Concurrence sur le marché de l’armement
Pour la Suisse, le marché européen est le premier débouché pour son industrie de l’armement. Or Donald Trump fait pression sur l'Europe afin qu’elle augmente ses dépenses de défense, ce qui inclut plus d’achat d'armes américaines. En réponse, l’UE a exprimé sa volonté de discuter l’achat d'armes américaines afin d'éviter la menace de tarifs et pour renforcer les relations transatlantiques.
Cette évolution pourrait pousser la Suisse également à acheter plus d’armes américaines. En même temps, la concurrence américaine sur le marché européen du matériel de guerre pourrait affecter les fabricants suisses, déjà boudés par l’Allemagne parce que leurs produits ne s’exportent pas en Ukraine. «La Suisse aurait besoin d’investir davantage dans ses capacités industrielles et dans les technologies militaires de pointe où elle a brillé jusqu'ici», estime Jean-Daniel Ruch.
Risque sur le prix des médicaments
Plus de la moitié des exportations suisses vers les Etats-Unis sont liées au secteur pharmaceutique. «Pour ce secteur, on peut craindre une possible pression sur les prix de la part du nouveau ministre américain de la santé, estime Anick Baud, car les prix des médicaments sont plus chers qu'en Europe. Nous n'avons pas encore de détails à ce sujet, mais ce risque est plus immédiat pour les pharmas que les droits de douane.»

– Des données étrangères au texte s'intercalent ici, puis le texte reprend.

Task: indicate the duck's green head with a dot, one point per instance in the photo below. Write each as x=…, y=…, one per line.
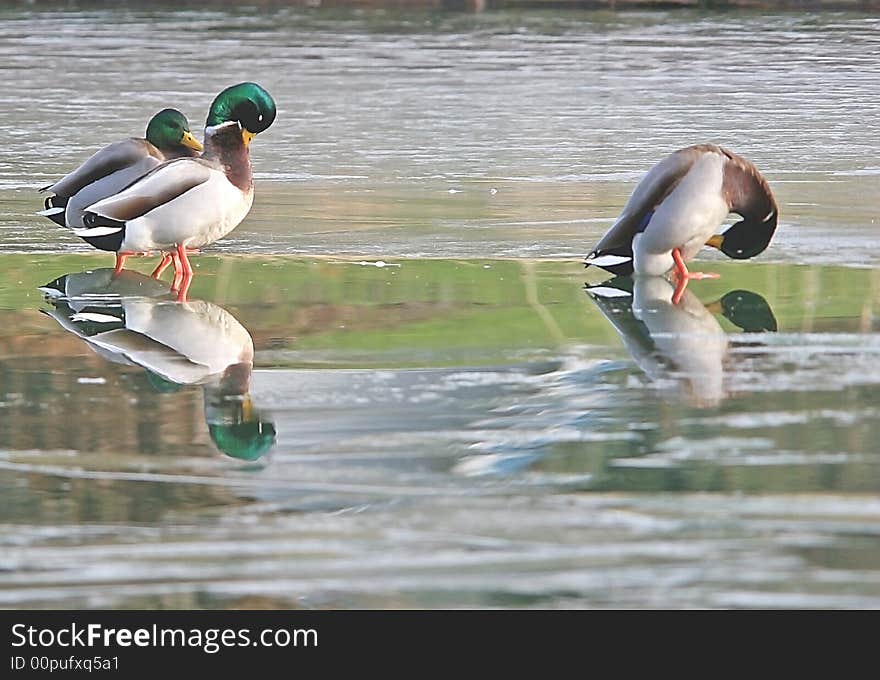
x=748, y=237
x=247, y=103
x=246, y=434
x=169, y=130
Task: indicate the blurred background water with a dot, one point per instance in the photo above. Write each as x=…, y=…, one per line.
x=439, y=414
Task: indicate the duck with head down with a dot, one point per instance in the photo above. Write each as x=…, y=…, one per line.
x=117, y=165
x=679, y=206
x=188, y=203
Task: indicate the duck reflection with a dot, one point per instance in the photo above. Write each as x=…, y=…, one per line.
x=132, y=319
x=679, y=339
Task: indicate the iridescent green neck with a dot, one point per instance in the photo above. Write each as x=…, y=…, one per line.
x=166, y=129
x=247, y=103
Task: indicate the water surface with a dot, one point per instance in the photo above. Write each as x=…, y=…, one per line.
x=440, y=410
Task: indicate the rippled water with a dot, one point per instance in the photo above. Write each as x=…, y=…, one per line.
x=441, y=411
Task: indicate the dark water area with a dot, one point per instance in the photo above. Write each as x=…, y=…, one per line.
x=394, y=385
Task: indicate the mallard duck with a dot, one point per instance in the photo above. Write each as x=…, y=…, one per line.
x=188, y=203
x=677, y=208
x=117, y=165
x=190, y=343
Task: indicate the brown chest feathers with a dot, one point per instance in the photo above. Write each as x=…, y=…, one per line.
x=226, y=147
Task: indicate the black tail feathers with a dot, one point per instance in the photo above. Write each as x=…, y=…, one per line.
x=55, y=205
x=92, y=220
x=618, y=261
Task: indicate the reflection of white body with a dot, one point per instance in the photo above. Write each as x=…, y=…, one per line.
x=686, y=334
x=186, y=343
x=668, y=340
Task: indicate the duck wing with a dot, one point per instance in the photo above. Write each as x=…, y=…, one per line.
x=108, y=160
x=614, y=251
x=159, y=186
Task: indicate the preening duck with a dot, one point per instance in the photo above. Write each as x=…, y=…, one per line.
x=188, y=203
x=117, y=165
x=678, y=207
x=680, y=340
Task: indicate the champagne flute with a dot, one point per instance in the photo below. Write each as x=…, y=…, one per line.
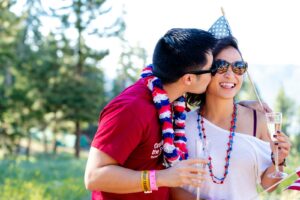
x=202, y=152
x=274, y=121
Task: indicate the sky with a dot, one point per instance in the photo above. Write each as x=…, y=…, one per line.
x=267, y=32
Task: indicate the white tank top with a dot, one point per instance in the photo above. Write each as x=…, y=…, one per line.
x=250, y=157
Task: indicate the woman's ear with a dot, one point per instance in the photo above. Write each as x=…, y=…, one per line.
x=187, y=79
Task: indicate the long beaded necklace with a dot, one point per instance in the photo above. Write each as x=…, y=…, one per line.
x=202, y=136
x=173, y=124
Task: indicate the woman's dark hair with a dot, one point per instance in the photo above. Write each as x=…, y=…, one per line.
x=223, y=43
x=181, y=50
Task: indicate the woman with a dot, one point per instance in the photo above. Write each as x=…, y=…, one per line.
x=240, y=152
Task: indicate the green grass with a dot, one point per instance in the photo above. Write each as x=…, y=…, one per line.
x=43, y=177
x=61, y=177
x=280, y=193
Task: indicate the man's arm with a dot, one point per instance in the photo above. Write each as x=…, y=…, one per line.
x=104, y=174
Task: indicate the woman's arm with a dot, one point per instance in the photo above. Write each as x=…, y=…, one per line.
x=283, y=144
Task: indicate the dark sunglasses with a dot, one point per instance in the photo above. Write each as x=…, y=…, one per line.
x=198, y=72
x=221, y=66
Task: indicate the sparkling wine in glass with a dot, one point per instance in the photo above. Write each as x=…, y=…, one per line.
x=274, y=121
x=202, y=152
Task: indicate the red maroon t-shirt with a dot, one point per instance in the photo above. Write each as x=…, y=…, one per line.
x=129, y=131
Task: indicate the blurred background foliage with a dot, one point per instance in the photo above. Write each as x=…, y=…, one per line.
x=53, y=87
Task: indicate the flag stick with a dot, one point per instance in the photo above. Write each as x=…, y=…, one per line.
x=277, y=183
x=255, y=91
x=222, y=10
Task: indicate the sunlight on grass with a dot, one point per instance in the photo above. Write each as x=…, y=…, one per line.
x=44, y=177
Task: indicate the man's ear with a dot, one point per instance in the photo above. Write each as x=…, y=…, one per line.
x=187, y=79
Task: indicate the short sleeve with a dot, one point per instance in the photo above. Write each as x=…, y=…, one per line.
x=119, y=131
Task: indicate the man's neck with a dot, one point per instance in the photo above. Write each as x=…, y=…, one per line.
x=173, y=91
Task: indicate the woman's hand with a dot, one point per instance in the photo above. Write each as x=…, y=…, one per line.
x=253, y=104
x=283, y=144
x=186, y=172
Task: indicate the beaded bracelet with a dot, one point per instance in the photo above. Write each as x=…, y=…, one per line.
x=280, y=164
x=145, y=182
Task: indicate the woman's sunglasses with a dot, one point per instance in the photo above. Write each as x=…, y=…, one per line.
x=221, y=66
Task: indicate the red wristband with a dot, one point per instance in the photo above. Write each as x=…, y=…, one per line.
x=152, y=178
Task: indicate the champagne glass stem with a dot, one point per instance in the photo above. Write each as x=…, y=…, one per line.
x=276, y=159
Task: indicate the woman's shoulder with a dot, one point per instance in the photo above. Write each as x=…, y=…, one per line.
x=261, y=125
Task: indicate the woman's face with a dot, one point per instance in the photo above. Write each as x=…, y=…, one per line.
x=228, y=84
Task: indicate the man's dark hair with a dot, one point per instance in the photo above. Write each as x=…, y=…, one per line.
x=181, y=50
x=223, y=43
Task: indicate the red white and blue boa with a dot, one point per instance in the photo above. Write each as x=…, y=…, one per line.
x=173, y=134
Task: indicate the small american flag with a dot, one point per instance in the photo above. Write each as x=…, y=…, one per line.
x=220, y=28
x=296, y=184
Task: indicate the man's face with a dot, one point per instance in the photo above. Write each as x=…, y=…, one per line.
x=201, y=82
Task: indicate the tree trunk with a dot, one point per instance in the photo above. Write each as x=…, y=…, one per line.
x=54, y=136
x=45, y=141
x=77, y=141
x=28, y=146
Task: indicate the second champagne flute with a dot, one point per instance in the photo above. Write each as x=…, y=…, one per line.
x=274, y=121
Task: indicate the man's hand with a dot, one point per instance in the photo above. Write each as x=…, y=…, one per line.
x=254, y=104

Surtout en l’absence d’un accord de libre-échange Suisse-USA, le secteur pharma suisse n’est pas immunisé contre ce risque de réglementation plus stricte sur les prix des médicaments, souligne aussi John Plassard, de même que contre le risque de nouvelles taxes douanières.
Les pharmas suisses, notamment Roche et Novartis, réalisent une part essentielle de leur chiffre d’affaires aux États-Unis. Stéphane Garelli ne croit toutefois pas à un scénario catastrophe: «il faut déjà voir si Robert Kennedy Jr sera confirmé ou non à son poste de ministre de la Santé.» Le CEO de Novartis, Vas Narasimhan avait relativisé les risques posés par la nomination de Robert Kennedy Jr. Selon Bloomberg, le secteur pharma entend même obtenir l’annulation des réglementations de l’ère Biden, dont celles qui ont réduit le prix de certains médicaments dans le cadre de Medicare.

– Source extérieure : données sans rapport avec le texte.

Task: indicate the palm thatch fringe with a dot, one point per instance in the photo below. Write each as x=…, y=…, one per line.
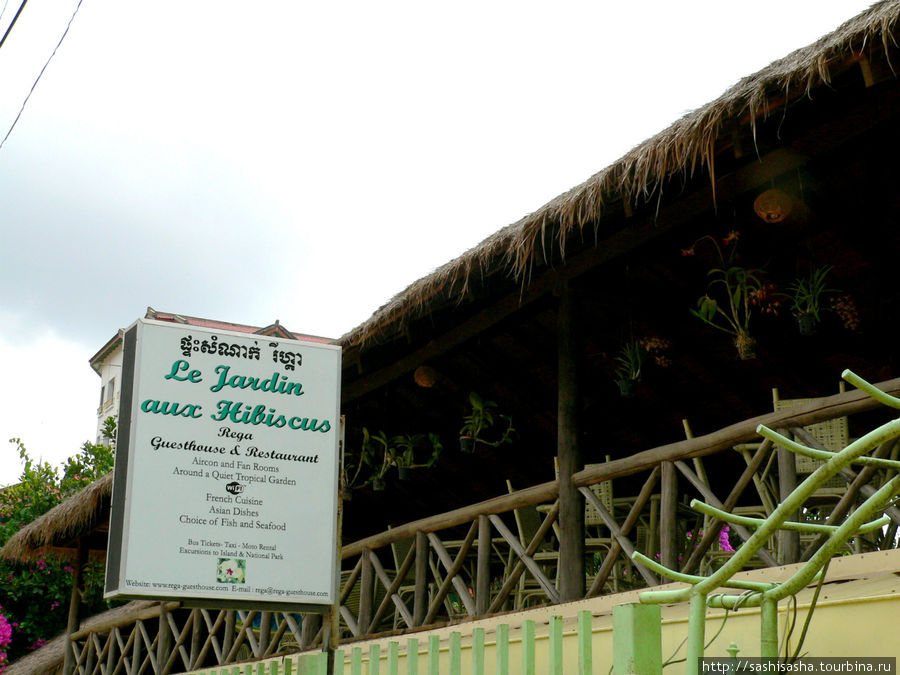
x=63, y=523
x=686, y=147
x=49, y=658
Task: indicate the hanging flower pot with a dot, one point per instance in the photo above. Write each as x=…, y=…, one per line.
x=626, y=387
x=807, y=323
x=746, y=346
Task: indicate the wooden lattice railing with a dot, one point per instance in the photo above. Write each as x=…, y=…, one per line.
x=485, y=558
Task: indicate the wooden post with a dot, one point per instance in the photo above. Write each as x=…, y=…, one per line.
x=228, y=638
x=163, y=640
x=483, y=567
x=366, y=591
x=571, y=503
x=74, y=606
x=196, y=637
x=788, y=540
x=420, y=600
x=265, y=632
x=668, y=514
x=309, y=627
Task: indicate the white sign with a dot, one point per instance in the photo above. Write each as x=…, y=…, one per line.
x=226, y=470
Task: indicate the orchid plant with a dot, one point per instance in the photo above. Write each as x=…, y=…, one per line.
x=728, y=302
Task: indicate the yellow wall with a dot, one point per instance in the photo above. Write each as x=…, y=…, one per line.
x=855, y=616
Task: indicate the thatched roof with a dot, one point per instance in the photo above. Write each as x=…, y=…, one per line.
x=685, y=148
x=49, y=658
x=63, y=524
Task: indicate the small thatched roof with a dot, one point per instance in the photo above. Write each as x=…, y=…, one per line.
x=49, y=658
x=686, y=148
x=55, y=530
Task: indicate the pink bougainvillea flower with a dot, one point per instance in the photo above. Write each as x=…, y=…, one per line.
x=724, y=541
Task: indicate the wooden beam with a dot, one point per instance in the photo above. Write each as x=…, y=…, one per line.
x=712, y=532
x=483, y=567
x=832, y=406
x=74, y=607
x=849, y=499
x=788, y=540
x=712, y=500
x=454, y=566
x=420, y=602
x=366, y=588
x=630, y=521
x=571, y=503
x=513, y=577
x=618, y=535
x=668, y=516
x=636, y=234
x=526, y=558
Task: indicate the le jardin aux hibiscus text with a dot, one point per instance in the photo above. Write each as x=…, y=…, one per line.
x=237, y=412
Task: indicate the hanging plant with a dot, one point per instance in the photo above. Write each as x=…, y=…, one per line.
x=628, y=373
x=728, y=304
x=403, y=452
x=806, y=294
x=480, y=419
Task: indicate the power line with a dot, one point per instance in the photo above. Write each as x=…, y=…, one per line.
x=13, y=22
x=40, y=74
x=3, y=11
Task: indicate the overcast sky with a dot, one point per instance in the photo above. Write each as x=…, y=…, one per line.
x=306, y=161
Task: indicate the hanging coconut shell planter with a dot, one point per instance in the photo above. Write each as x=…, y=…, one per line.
x=773, y=205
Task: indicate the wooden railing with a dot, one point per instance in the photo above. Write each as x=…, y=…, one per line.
x=485, y=558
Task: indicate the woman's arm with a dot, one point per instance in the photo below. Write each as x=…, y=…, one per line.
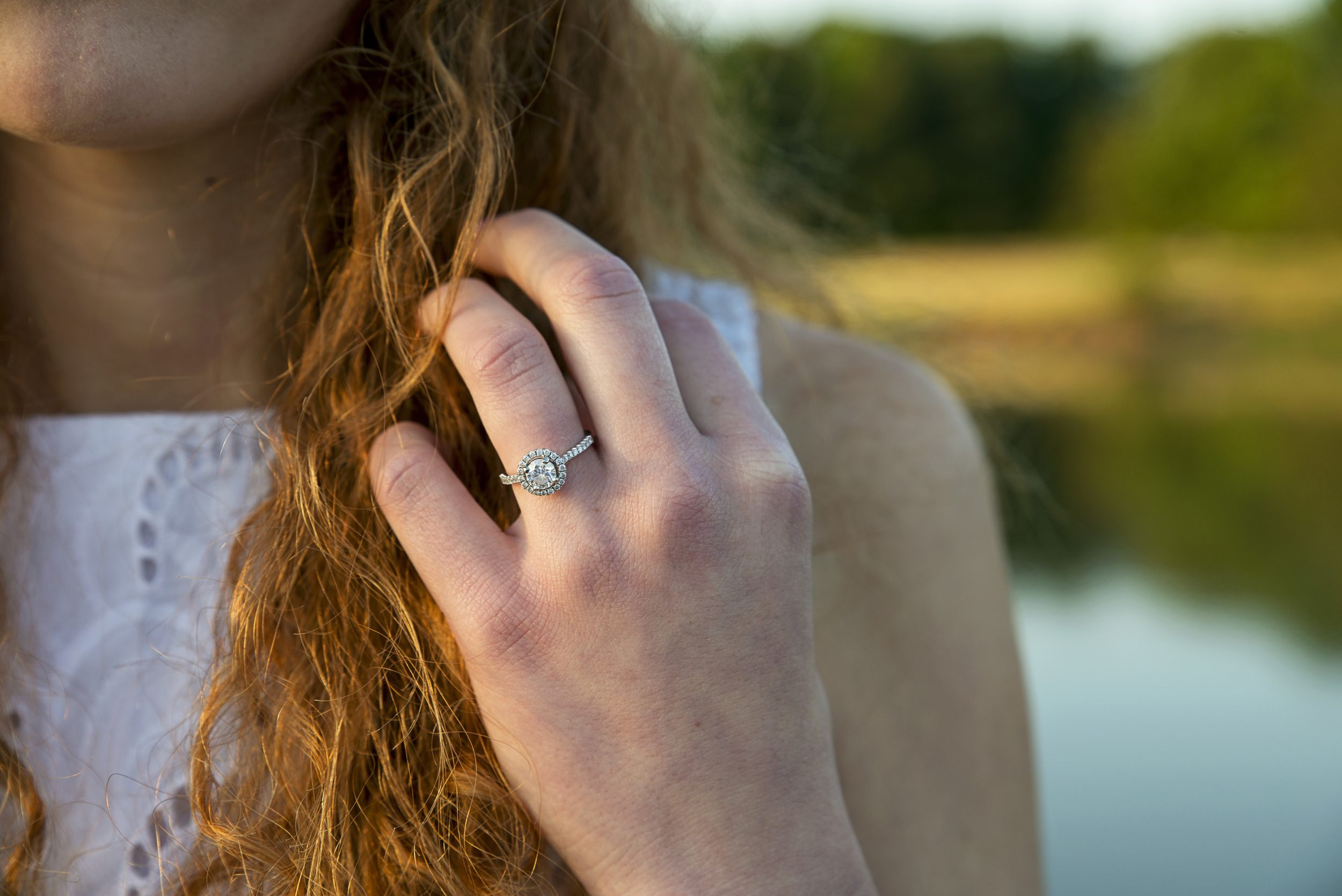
x=640, y=643
x=914, y=635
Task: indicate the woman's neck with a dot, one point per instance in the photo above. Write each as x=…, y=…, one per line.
x=137, y=276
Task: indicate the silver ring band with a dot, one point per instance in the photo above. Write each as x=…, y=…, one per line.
x=544, y=472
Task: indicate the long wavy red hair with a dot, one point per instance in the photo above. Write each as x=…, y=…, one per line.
x=340, y=749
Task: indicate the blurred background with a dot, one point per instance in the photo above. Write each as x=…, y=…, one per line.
x=1117, y=228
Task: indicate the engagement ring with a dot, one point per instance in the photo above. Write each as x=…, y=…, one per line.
x=543, y=471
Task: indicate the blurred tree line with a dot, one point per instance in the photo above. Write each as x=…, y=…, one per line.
x=863, y=133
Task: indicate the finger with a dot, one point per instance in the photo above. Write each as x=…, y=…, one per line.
x=714, y=387
x=444, y=533
x=603, y=321
x=514, y=380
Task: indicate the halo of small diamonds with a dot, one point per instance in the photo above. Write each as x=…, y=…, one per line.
x=543, y=471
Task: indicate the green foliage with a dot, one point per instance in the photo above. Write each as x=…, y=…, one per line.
x=869, y=133
x=1230, y=132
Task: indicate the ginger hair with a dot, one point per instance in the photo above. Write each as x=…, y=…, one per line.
x=340, y=749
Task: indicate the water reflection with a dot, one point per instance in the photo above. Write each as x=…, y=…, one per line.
x=1166, y=423
x=1180, y=752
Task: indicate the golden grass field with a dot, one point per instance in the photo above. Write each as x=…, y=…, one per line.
x=1206, y=324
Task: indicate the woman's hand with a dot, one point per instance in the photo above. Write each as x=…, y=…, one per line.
x=639, y=643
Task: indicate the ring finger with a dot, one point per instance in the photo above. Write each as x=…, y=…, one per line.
x=508, y=367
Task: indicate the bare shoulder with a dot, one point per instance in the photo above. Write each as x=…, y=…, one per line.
x=877, y=432
x=914, y=636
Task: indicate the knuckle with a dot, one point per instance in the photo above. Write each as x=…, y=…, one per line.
x=683, y=319
x=599, y=278
x=510, y=359
x=403, y=478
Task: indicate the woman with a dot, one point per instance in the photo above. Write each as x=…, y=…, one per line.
x=223, y=223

Conclusion: une dépendance à limiter
Au cœur du sujet est la forte dépendance des plus grandes entreprises suisses, très présentes sur le marché américain et actives sur place comme Novartis, Roche, Nestlé, UBS ou Zurich Assurances, mais aussi des acteurs de taille moyenne comme Kudelski ou Sika. «Les Etats-Unis sont la première destination des exportations suisses (15%), étant passé depuis quelques années devant l’Allemagne», rappelle Anick Baud.

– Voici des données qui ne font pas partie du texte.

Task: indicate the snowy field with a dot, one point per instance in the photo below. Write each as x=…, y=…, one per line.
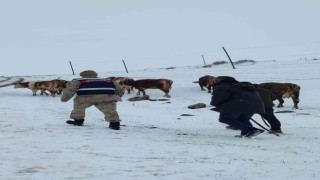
x=155, y=141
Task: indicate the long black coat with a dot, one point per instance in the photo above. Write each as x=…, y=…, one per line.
x=231, y=98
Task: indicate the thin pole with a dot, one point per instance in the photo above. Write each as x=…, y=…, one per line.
x=125, y=65
x=71, y=67
x=228, y=57
x=204, y=61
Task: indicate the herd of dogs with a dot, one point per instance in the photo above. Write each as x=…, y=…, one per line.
x=281, y=90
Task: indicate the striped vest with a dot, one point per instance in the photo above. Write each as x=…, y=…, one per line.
x=92, y=86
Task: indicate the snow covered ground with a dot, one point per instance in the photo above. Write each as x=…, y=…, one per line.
x=156, y=141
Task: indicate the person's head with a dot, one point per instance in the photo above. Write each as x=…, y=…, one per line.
x=226, y=79
x=88, y=74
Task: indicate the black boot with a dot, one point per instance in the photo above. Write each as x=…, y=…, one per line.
x=76, y=122
x=114, y=125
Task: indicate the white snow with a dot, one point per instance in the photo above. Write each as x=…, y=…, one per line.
x=36, y=143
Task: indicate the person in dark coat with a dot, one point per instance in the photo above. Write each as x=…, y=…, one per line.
x=268, y=97
x=237, y=102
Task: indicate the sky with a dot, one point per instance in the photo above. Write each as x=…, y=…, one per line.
x=156, y=142
x=42, y=36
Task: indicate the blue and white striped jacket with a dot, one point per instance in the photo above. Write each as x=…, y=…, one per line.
x=92, y=86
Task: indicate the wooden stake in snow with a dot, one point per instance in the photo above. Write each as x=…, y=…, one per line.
x=71, y=67
x=204, y=61
x=125, y=65
x=228, y=57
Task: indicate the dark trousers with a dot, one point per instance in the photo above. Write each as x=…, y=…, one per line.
x=239, y=121
x=271, y=118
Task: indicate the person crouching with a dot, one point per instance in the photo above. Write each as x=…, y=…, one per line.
x=93, y=91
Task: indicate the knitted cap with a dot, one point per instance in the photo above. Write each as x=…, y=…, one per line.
x=88, y=74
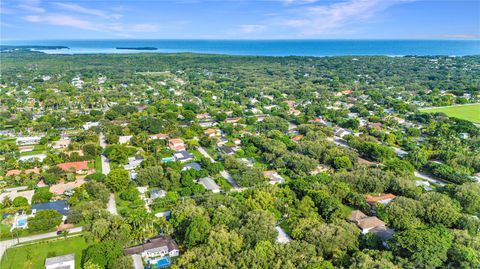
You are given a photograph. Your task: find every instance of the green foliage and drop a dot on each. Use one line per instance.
(44, 220)
(117, 180)
(440, 209)
(424, 247)
(103, 254)
(20, 201)
(41, 195)
(197, 231)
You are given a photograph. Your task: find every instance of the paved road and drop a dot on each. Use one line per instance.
(4, 245)
(429, 178)
(226, 175)
(111, 206)
(205, 154)
(105, 165)
(103, 143)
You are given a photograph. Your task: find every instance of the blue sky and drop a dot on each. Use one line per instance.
(239, 19)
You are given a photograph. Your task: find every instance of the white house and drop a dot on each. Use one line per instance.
(155, 247)
(28, 140)
(124, 139)
(89, 125)
(209, 184)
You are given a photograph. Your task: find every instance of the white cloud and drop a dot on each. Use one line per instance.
(111, 28)
(88, 11)
(32, 6)
(321, 19)
(62, 20)
(251, 28)
(300, 2)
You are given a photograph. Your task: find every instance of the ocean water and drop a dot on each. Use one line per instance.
(268, 47)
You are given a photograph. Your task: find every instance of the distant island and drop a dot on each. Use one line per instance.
(136, 48)
(30, 47)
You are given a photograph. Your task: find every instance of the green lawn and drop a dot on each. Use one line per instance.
(33, 256)
(469, 112)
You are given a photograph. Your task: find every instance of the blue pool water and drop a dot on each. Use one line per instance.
(267, 47)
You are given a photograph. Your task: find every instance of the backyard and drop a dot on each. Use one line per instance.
(33, 256)
(470, 112)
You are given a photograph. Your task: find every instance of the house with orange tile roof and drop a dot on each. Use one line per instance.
(295, 112)
(316, 120)
(297, 138)
(364, 222)
(63, 187)
(203, 116)
(176, 144)
(211, 132)
(232, 120)
(158, 136)
(15, 172)
(76, 166)
(383, 198)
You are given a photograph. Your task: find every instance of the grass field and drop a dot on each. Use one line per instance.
(33, 256)
(469, 112)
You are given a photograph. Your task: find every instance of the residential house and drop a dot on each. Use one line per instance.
(232, 120)
(157, 194)
(207, 123)
(158, 136)
(60, 206)
(14, 172)
(155, 247)
(194, 166)
(183, 156)
(61, 144)
(317, 121)
(211, 132)
(124, 139)
(364, 222)
(384, 198)
(222, 141)
(261, 117)
(273, 176)
(22, 149)
(227, 150)
(89, 125)
(176, 144)
(77, 167)
(66, 187)
(340, 132)
(203, 116)
(61, 262)
(133, 162)
(209, 184)
(28, 140)
(294, 112)
(297, 138)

C’est aussi devenu le premier marché pour les horlogers helvétiques, captant 15% de leurs ventes. Face à ces incertitudes, «la Suisse doit diversifier ses marchés et renforcer ses alliances commerciales pour limiter sa dépendance aux États-Unis, préconise John Plassard. L’innovation demeure un levier majeur pour préserver sa compétitivité et sauter dans le wagons de nouvelles opportunités».